Genji: Days of the Blade
We have to, for the sake of continuity, give Genji: Days Of The Blade the same score as we did with the import version we reviewed a couple of months ago. This, we feel is wrong, as with the benefit of hindsight we’d like to score Genji even lower than our original 3.8/10. It’s not just that, being a bit more accustomed to the PS3’s power, our contempt of the game has risen considerably, but looking at it up against the generous launch line-up – the biggest ever– you just can’t justify its existence.
There’s nothing inherently wrong with a pretty PlayStation 2 title on the PlayStation 3, as we’ll undoubtedly see a good few of those over the coming years, but what really grinds our gears is that Genji: Days Of The Blade is at very best a mediocre PlayStation 2 title, and one significantly worse than the previous one. Not even the Kamui mode is worthy of mention in a positive light, as it’s as rudimentary as the regular combat, just slower.
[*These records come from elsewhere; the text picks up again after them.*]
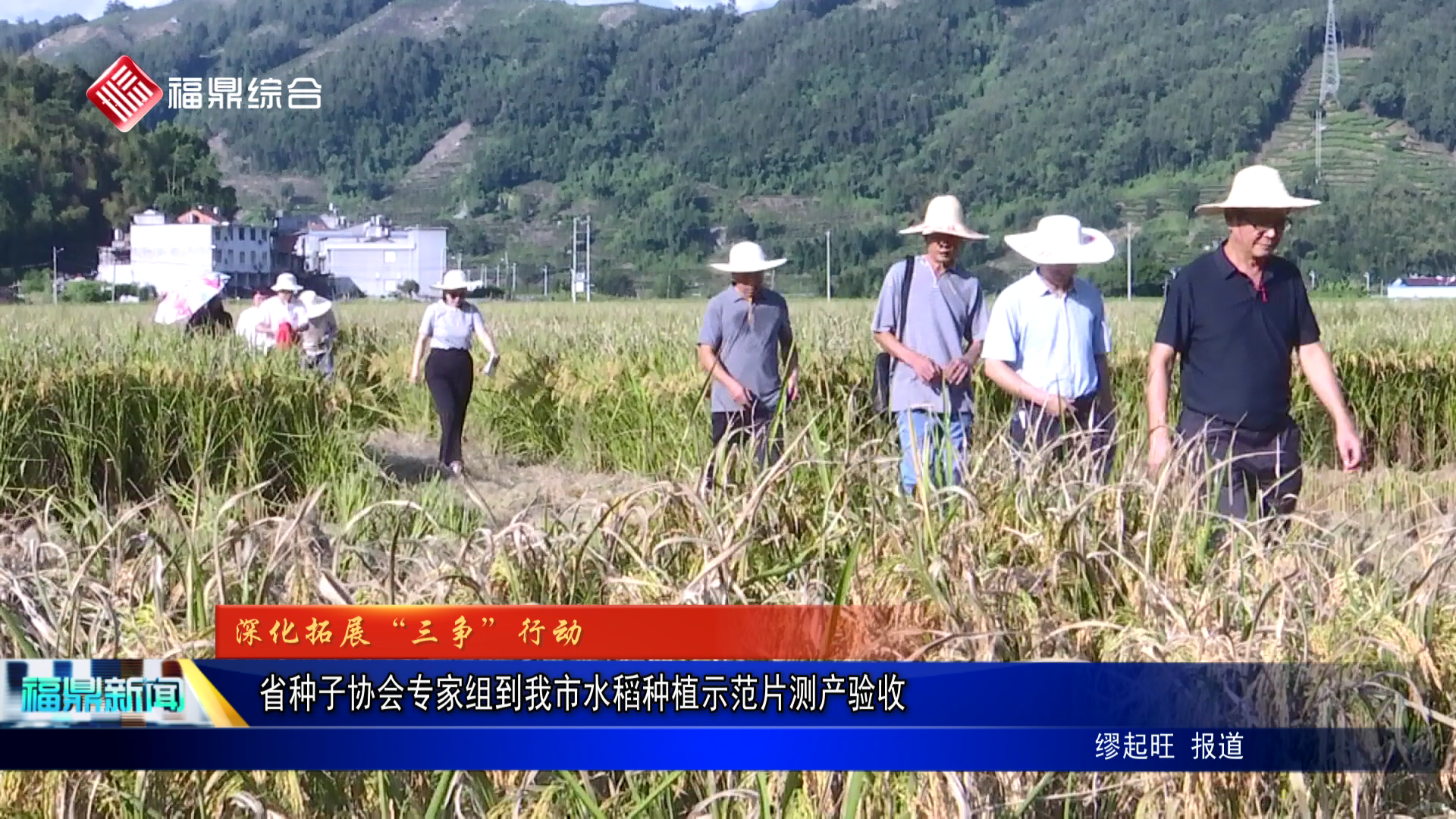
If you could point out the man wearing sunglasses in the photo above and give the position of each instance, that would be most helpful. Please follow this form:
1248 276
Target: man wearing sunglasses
1234 318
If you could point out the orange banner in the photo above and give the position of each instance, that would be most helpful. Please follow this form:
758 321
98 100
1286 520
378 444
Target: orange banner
558 632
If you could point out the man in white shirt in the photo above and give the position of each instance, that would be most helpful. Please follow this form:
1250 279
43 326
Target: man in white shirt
1047 341
283 309
249 319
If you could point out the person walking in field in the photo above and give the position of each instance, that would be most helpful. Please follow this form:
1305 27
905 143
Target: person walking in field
212 319
1049 340
1234 318
281 316
446 330
745 338
249 321
934 341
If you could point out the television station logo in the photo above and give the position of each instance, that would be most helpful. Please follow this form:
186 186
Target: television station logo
126 93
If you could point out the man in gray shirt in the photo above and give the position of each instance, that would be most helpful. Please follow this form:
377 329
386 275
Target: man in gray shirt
746 334
935 349
1049 340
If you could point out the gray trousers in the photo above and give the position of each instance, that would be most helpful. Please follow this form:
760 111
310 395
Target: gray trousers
1033 428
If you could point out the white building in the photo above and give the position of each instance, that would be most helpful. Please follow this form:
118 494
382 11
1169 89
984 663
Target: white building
1421 287
165 253
375 259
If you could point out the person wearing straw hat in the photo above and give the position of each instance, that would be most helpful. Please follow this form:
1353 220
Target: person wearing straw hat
251 318
1049 340
934 343
745 337
318 338
1234 318
283 318
446 330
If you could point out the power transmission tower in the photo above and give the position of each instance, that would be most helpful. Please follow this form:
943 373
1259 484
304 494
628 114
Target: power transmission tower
1329 83
580 248
576 245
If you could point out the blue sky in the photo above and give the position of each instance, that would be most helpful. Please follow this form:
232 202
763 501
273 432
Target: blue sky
91 9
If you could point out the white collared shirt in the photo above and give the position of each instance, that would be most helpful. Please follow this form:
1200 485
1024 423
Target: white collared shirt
275 314
1050 338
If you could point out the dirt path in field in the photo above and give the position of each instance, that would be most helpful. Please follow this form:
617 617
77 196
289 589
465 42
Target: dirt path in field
506 485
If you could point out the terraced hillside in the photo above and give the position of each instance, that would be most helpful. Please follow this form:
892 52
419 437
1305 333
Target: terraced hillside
1359 145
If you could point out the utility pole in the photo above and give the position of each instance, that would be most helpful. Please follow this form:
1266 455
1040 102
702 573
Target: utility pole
55 276
1128 261
829 295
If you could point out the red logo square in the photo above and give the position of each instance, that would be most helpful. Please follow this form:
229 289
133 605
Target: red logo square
124 93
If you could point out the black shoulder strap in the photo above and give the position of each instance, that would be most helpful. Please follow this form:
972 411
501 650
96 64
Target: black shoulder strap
905 295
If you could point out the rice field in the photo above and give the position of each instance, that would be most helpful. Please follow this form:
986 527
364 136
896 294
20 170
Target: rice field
147 479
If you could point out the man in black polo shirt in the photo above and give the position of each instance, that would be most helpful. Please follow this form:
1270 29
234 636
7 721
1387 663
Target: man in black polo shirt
1234 318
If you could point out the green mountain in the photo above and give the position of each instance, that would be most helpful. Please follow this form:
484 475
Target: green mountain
679 130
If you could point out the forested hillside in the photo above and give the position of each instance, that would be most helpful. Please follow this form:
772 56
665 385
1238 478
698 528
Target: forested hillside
677 130
67 175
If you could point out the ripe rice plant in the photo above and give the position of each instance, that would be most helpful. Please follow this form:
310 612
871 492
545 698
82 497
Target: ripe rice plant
130 461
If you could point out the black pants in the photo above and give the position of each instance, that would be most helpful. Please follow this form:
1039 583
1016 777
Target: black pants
1266 468
450 375
753 426
1033 428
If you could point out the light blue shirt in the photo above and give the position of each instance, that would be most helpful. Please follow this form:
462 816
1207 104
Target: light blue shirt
1049 338
450 328
946 314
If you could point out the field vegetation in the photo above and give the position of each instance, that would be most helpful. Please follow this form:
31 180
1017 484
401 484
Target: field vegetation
149 479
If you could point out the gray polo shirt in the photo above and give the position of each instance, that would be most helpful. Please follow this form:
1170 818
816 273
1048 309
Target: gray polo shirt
747 338
946 314
1052 340
450 328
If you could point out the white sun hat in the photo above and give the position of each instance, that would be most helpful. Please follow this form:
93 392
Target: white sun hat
1257 187
313 305
188 297
1062 240
746 257
455 280
944 215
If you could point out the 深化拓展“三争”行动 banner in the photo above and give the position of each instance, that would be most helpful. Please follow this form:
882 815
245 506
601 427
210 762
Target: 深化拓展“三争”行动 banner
598 714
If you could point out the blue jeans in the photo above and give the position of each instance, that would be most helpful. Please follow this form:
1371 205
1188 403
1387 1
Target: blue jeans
322 362
930 444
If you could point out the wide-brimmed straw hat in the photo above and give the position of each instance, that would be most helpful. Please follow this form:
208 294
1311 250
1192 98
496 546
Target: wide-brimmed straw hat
944 215
455 280
313 305
1257 187
1062 240
746 257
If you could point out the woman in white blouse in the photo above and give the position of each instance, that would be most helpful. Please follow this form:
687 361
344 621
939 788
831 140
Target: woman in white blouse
446 330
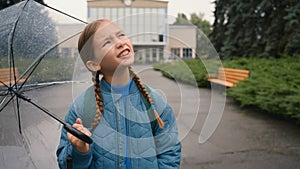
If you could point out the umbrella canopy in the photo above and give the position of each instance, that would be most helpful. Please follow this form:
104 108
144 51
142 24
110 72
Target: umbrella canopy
35 51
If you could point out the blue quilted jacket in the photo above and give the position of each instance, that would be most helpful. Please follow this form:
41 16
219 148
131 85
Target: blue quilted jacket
124 131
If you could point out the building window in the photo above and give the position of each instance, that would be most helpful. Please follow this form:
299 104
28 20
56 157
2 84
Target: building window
114 14
187 53
92 13
175 52
100 12
154 55
107 13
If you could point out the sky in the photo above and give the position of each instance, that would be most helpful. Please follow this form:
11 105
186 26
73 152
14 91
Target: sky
78 8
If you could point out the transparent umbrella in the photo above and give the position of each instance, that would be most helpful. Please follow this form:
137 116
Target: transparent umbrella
37 52
34 53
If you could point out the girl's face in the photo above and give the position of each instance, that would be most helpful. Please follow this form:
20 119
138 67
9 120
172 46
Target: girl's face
112 48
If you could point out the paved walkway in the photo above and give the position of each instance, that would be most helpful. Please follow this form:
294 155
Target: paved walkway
243 138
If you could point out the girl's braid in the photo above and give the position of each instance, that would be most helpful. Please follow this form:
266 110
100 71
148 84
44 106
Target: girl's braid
99 102
146 94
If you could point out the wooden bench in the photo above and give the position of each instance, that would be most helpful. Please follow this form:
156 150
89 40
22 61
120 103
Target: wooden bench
5 74
228 77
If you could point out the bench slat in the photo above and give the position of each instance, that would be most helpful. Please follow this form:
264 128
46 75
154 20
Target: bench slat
229 77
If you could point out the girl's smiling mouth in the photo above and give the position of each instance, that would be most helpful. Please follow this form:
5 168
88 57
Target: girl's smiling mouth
124 54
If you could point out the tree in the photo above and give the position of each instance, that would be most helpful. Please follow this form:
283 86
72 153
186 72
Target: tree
260 28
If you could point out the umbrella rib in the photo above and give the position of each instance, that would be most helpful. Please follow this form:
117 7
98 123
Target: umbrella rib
7 103
10 49
62 12
19 116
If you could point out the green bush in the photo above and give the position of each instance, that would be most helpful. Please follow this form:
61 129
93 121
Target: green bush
273 85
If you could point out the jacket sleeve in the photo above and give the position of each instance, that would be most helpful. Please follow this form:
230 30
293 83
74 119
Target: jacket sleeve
65 148
168 147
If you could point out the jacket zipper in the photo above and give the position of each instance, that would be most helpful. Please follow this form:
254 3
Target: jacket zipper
118 135
127 131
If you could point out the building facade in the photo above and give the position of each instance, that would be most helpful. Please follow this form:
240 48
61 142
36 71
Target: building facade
182 41
144 21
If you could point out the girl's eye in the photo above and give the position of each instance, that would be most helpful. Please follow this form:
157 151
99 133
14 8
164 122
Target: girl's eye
105 43
122 34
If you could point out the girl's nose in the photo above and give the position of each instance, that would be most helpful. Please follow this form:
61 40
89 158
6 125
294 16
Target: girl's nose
120 43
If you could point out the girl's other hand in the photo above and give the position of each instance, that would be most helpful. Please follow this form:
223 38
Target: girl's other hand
80 145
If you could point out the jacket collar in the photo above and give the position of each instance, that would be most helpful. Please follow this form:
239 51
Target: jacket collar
107 90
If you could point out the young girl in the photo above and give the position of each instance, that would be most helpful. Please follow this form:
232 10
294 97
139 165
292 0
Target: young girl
131 125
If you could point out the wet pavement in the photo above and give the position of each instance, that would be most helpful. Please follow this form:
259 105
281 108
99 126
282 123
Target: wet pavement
243 138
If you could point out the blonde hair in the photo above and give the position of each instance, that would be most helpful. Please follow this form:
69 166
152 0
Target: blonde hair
85 48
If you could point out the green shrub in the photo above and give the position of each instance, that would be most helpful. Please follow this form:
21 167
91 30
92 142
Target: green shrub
273 85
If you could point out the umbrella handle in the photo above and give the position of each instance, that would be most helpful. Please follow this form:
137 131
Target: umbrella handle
78 134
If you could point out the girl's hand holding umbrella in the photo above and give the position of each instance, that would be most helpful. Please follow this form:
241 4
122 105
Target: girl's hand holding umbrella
80 145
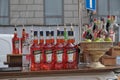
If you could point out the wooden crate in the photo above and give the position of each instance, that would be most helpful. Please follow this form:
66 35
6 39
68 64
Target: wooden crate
114 51
108 60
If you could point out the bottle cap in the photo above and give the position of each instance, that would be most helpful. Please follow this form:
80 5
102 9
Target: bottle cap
52 33
58 32
15 29
47 33
70 33
62 33
41 33
35 33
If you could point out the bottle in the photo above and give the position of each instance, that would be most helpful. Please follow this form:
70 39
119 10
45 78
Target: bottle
72 39
112 33
95 29
59 52
49 53
104 32
70 53
52 37
35 53
15 43
108 23
24 42
41 44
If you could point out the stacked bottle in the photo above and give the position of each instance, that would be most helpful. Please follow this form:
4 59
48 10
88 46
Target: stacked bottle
48 52
59 51
71 52
35 53
15 43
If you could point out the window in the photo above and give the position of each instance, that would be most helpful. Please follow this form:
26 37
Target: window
4 12
53 12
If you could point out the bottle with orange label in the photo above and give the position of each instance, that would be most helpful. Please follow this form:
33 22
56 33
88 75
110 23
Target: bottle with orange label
71 53
48 53
59 52
41 44
15 43
35 53
24 42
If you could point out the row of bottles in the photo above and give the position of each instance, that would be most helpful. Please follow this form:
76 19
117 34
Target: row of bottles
44 53
49 56
20 45
100 29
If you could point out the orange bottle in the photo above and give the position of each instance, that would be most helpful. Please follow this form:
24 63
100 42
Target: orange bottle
35 53
49 53
59 52
41 44
24 42
71 53
15 43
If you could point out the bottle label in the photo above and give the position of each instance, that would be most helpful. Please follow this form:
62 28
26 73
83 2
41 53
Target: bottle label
17 44
48 56
25 47
71 55
37 56
59 55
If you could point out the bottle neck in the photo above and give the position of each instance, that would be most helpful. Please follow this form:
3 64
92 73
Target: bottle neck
71 39
41 40
35 41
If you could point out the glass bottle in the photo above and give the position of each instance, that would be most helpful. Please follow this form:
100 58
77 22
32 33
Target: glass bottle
41 44
59 52
15 43
70 53
49 53
35 53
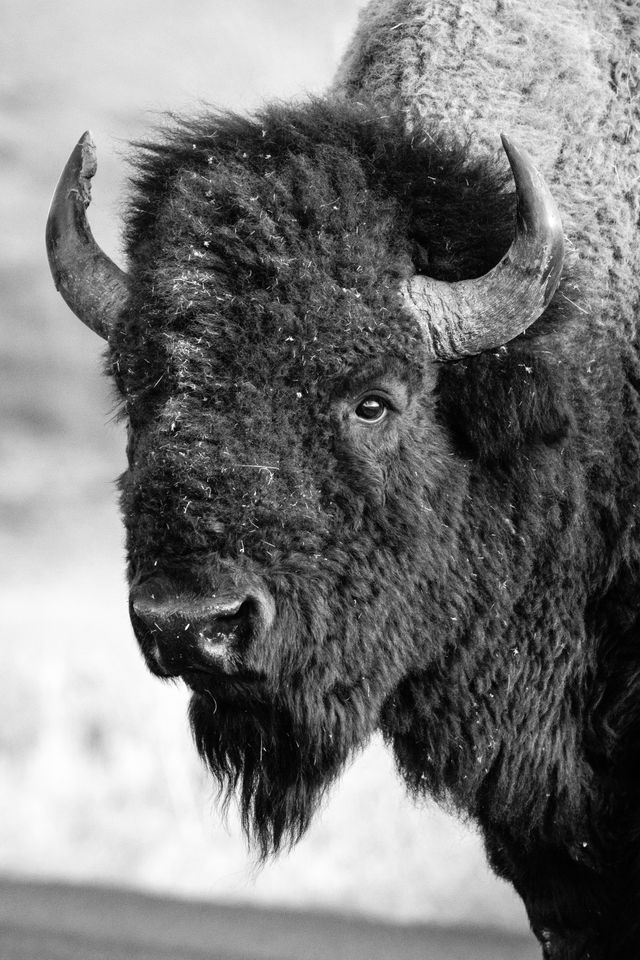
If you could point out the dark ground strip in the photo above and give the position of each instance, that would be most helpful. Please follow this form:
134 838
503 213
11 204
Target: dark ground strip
49 921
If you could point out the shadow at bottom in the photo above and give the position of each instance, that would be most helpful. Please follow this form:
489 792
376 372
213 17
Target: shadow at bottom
55 921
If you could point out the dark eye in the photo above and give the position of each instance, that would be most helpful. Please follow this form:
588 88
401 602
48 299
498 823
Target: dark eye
371 409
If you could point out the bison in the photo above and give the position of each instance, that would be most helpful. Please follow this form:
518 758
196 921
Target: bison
384 439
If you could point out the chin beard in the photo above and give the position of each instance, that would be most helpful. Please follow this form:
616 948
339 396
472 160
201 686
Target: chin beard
278 764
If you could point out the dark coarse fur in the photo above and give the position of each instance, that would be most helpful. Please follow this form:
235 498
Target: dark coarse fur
465 577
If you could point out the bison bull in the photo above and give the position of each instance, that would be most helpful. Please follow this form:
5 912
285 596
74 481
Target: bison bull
383 473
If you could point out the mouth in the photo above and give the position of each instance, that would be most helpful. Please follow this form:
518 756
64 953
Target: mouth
239 683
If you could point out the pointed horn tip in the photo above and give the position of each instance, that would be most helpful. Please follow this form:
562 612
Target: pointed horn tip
88 156
516 156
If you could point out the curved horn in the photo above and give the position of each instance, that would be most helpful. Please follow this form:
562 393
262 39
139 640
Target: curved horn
465 317
92 285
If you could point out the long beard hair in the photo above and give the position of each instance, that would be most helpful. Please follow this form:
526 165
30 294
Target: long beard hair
275 761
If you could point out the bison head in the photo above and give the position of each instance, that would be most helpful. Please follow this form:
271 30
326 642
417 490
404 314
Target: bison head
292 493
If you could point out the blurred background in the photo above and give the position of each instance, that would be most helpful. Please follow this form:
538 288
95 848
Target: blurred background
100 782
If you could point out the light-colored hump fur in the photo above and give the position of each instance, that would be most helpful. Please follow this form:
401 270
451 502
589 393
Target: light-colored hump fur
562 77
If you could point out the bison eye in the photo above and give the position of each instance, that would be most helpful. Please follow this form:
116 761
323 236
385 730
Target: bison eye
372 409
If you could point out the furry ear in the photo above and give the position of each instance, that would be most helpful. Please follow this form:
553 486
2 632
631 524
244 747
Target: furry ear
498 403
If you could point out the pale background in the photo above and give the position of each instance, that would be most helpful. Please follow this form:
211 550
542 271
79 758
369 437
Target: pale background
99 780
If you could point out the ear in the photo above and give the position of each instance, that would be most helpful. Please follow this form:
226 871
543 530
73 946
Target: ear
499 403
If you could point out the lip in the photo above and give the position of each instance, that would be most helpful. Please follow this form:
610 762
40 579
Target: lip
203 680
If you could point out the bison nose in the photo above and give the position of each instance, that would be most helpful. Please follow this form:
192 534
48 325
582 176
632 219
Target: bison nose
179 634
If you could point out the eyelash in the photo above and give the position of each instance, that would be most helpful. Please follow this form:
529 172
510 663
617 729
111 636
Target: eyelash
375 398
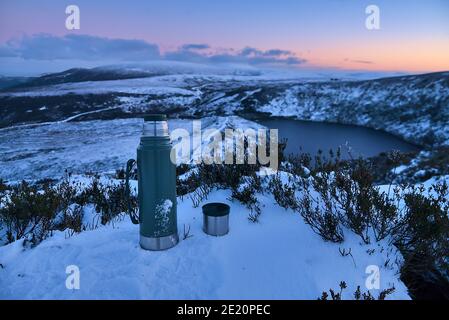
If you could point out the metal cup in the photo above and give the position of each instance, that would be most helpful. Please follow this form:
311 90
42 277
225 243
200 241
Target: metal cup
216 219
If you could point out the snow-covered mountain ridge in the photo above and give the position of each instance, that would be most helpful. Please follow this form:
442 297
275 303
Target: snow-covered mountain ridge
415 108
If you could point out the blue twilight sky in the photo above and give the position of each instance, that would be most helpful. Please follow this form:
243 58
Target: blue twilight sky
320 34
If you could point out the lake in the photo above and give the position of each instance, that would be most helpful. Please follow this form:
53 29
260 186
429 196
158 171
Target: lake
313 136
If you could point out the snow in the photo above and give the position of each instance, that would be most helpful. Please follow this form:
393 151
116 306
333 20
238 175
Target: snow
277 258
46 151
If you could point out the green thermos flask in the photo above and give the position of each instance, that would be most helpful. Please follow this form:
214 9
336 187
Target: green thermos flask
156 175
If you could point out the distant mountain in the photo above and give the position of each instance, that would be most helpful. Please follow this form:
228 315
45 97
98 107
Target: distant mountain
414 107
127 71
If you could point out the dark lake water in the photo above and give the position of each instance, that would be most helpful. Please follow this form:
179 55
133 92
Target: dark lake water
313 136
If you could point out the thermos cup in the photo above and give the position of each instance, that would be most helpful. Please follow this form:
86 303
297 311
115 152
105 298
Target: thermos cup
157 186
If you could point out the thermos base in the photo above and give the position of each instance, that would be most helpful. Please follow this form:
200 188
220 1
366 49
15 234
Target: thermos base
159 243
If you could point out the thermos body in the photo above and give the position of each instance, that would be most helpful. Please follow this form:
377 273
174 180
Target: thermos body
156 186
157 194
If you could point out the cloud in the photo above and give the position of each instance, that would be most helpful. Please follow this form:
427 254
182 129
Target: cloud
195 46
359 61
92 48
80 47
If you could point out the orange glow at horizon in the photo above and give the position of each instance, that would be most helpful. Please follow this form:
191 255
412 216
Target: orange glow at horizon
411 56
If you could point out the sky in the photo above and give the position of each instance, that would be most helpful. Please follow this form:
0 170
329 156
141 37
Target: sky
306 35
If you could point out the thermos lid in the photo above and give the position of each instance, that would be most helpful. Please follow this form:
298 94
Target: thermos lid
155 117
216 209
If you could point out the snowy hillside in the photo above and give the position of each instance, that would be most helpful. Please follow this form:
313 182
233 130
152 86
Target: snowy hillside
415 108
278 258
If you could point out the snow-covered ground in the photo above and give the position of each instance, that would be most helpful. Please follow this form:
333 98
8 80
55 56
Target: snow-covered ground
46 151
278 258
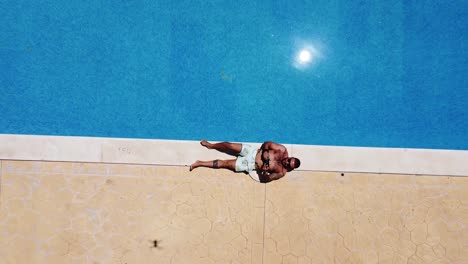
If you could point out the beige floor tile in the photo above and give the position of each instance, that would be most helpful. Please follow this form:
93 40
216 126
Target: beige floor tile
60 212
366 218
79 213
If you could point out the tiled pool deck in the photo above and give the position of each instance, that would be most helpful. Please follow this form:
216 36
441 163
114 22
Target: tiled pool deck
100 200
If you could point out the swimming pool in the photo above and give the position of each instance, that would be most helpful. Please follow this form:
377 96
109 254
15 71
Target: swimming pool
378 75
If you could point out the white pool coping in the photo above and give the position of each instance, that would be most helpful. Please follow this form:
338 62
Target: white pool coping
183 153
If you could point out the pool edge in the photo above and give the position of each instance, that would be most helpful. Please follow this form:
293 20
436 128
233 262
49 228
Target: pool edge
183 153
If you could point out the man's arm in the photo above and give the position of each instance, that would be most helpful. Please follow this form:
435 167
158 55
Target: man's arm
266 177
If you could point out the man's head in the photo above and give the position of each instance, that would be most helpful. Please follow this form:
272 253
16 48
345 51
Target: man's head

No, Genji has no redeeming features, there’s no plot points of any interest, the all important combat is as dumb as is possible with the Sixaxis, and you’re rarely given an opportunity to enjoy the game, as it has all the depth and complexity of Track And Field and a storyline on a par with the 2003 Jennifer Lopez classic, Gigli. It’s rubbish, and you’re unlikely to find anyone of sound mind who disagrees. We’re nothing if not objective, and from a purely technical point of view Days Of The Blade fails in almost every aspect of game design. Sure it’s prettier than an average PS2 title, but with its shoddy combat, irritating viewpoints and mindless puzzles, we’d rather be doing the washing up – and that’s saying something.
The real trouble with Genji is that it holds no appeal to anyone. Fans of the first in the series will hate it, as it retains little charm; those looking for a title to showcase the PS3’s power will be universally disappointed; anyone looking to try something new will feel hard done by and more than a little cheated, and if you’re interested in the feudal Japan angle, there are much better takes on it already out there. Just don’t buy this – change up your hard-earned £50 into coppers and pour it down the toilet instead, it’ll give you a far better feeling of fulfillment than Genji ever could. 38 per cent? Not quite.